Марк-Июний подавил вздох.
-- О чем же ты вздыхаешь?
-- Ты не рассердишься на меня, дорогой учитель?
-- Говори, не стесняйся.
-- Вот, видишь ли. Если бы человеческое счастие заключалось единственно в том, чтобы пользоваться "плодами" вашей цивилизации, -- то я, разумеется, почитал бы себя счастливейшим из смертных. Но, кроме материальной пищи -- житейских удобств, кроме духовной пищи -- наук, живому человеку нужна и пища душевная -- самая жизнь, живые люди. А их-то я, можно сказать, до сих пор не видел.
-- А я, а Антонио мой, значит, по-твоему не люди?
-- Ты -- не столько человек, как столп науки; Антонио же -- раб, не человек. Нет, покажи мне настоящих людей...
-- Эх, молодость, молодость! Что тебе в других людях? Повторяю, тебе: не стоят они внимания...
-- Как не стоят? Они и родились-то, и выросли все в вашем идеальном, цивилизованном веке. Стало быть, по твоим же словам, все они довольны своей судьбой, все поголовно счастливы. Это должна быть такая Аркадия...
Скарамуцциа насупился и нетерпеливо перебил говорящего:
-- Да, Аркадия, нечего сказать! Все, как волки, рады сожрать друг друга.
-- За что? Почему?
-- Потому что современный человек -- самая ненасытная тварь. Чем более у него есть, тем более ему надо. Цивилизация его избаловала. Прибавь к этому человеческую дурь...

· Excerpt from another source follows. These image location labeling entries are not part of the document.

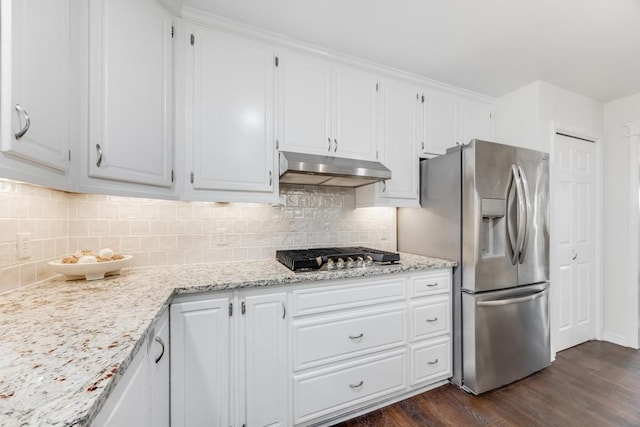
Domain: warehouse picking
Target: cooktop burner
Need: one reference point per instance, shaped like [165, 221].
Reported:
[334, 258]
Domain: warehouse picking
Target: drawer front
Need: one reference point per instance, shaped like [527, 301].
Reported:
[428, 320]
[431, 361]
[330, 339]
[430, 284]
[338, 297]
[334, 390]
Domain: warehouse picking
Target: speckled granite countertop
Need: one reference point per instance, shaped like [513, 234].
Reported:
[64, 345]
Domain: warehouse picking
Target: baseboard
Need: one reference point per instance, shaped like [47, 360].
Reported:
[615, 339]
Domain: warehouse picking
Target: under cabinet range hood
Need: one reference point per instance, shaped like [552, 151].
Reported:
[312, 169]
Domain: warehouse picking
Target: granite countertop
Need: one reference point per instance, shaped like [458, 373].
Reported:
[65, 344]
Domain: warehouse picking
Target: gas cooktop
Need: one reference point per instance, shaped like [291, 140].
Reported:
[334, 258]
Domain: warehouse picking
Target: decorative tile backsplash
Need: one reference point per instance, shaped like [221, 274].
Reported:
[161, 232]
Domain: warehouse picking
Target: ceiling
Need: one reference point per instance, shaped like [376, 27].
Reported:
[591, 47]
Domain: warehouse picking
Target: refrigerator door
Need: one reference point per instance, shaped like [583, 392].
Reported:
[505, 336]
[533, 259]
[487, 209]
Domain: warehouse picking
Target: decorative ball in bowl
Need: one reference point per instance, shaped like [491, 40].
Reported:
[90, 266]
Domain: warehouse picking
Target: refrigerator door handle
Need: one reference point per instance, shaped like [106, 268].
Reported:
[522, 250]
[494, 303]
[522, 215]
[510, 229]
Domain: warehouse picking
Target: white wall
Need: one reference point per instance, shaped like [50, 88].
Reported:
[524, 116]
[617, 304]
[517, 118]
[527, 118]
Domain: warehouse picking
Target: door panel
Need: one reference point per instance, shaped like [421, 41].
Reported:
[505, 336]
[486, 260]
[573, 241]
[534, 265]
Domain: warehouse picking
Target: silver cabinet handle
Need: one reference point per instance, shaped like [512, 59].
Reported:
[500, 302]
[527, 207]
[27, 122]
[159, 341]
[512, 234]
[99, 149]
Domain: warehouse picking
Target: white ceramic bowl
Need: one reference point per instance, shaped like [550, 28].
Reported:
[94, 271]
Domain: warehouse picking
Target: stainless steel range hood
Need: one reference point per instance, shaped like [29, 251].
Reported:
[300, 168]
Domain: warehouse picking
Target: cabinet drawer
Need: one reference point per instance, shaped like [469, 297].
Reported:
[337, 297]
[329, 339]
[431, 361]
[344, 387]
[428, 320]
[429, 284]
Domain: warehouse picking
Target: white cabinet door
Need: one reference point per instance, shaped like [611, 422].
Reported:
[304, 87]
[440, 122]
[398, 112]
[130, 402]
[130, 92]
[36, 81]
[230, 86]
[158, 355]
[265, 360]
[200, 366]
[475, 121]
[354, 114]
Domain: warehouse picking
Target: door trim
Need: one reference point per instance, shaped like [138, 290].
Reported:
[632, 338]
[587, 137]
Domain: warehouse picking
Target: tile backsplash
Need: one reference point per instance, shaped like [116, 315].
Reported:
[160, 232]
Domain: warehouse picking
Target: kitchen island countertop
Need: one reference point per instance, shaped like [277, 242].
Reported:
[65, 344]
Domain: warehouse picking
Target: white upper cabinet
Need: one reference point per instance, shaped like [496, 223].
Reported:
[229, 116]
[325, 108]
[448, 119]
[130, 131]
[475, 120]
[399, 120]
[304, 104]
[36, 61]
[354, 116]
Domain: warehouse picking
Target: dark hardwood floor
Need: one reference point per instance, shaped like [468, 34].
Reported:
[593, 384]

-- Дурь? Но теперь, я думал, все так умны...
-- Да, уж можно сказать! Наука неуклонно идет вперед, а человечество ни с места: по-прежнему на одного умника 99 дурней.
-- Не слишком ли ты уже взыскателен, учитель? Ты меришь всех по своей мерке. Не всем же быть учеными, как ты! Как бы то ни было, еще раз прошу тебя: покажи мне их! Ты спрашивал меня: что со мною? здоров ли я? -- Да, я здоров, но задыхаюсь. Воздуху, воздуху дай мне! Пусти меня на волю!
"А что, в самом деле? -- сказал себе Скарамуцциа. -- Герметически закупорить его от людей я не могу, да и не смею. Баланцони прав! А что он столкнется с другими, -- не беда: чем скорее познает он пошлость людскую, тем скорее вернется к науке".
-- Изволь, друг мой, -- промолвил он вслух: -- с теории перейдем на практику: я буду твоим ментором и повезу тебя по разным фабрикам и заводам. Дело только за платьем. Я предложил бы тебе один из моих европейских костюмов; но ты, вероятно, не захочешь явиться всенародно таким "скоморохом"?
-- Ай, нет! избавь, пожалуйста.
-- Так потерпи, пока портной сошьет тебе тунику и тогу.
-- Не знаю, право, учитель, когда я рассчитаюсь с тобой: ты столько расходуешься на меня...
-- Рассчитываться нам нечего: ты самим собою уже оплачиваешь мне все мои невеликие издержки.
Марк-Июний крепко пожал руку щедрого хозяина. -- Нет, я не останусь у тебя в долгу.